Consider the reaction \(2 \mathrm{NO}_{2}(g) \longrightarrow \mathrm{N}_{2} \mathrm{O}_{4}(g)\). (a) Using data from Appendix \(\mathrm{C},\) calculate \(\Delta G^{\circ}\) at \(298 \mathrm{~K}\). (b) Calculate \(\Delta G\) at \(298 \mathrm{~K}\) if the partial pressures of \(\mathrm{NO}_{2}\) and \(\mathrm{N}_{2} \mathrm{O}_{4}\) are 0.40 atm and 1.60 atm, respectively.

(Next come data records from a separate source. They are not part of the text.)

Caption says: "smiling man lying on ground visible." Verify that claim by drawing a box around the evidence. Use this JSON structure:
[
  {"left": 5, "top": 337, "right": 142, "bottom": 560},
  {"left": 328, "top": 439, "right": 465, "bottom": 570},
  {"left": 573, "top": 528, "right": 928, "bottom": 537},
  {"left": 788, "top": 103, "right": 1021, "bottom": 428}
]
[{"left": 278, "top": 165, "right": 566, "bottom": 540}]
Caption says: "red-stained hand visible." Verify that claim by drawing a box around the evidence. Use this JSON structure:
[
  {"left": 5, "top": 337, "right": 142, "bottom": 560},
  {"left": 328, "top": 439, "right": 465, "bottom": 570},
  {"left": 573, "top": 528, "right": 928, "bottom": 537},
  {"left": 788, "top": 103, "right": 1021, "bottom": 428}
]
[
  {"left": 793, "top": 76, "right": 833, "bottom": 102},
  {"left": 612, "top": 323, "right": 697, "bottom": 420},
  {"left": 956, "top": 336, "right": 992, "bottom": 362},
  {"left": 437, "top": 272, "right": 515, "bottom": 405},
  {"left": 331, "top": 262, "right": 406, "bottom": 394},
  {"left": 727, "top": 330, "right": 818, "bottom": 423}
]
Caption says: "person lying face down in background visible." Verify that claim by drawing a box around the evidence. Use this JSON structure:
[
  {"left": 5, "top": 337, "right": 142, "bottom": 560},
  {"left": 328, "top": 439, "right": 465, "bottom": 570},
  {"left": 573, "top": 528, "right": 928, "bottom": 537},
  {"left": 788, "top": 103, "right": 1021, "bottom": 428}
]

(a) To calculate the standard Gibbs free energy change (ΔG⁰), first find the standard enthalpy change (ΔH⁰) and standard entropy change (ΔS⁰) using the data in Appendix C: ΔH⁰(reaction) = Σ ΔH⁰(products) - Σ ΔH⁰(reactants) and ΔS⁰(reaction) = Σ ΔS⁰(products) - Σ ΔS⁰(reactants). Then, use the equation ΔG⁰ = ΔH⁰ - TΔS⁰ to find the standard Gibbs free energy change. (b) To calculate ΔG at 298 K given the partial pressures, first find the reaction quotient (Q) using the formula Q = (P(N₂O₄))/(P(NO₂)²) with the given partial pressures of NO₂ and N₂O₄ as 0.40 atm and 1.60 atm, respectively. Next, use the equation ΔG = ΔG⁰ + RT ln(Q) to find ΔG, where R is the gas constant (8.314 J/mol K) and T is the temperature (298 K).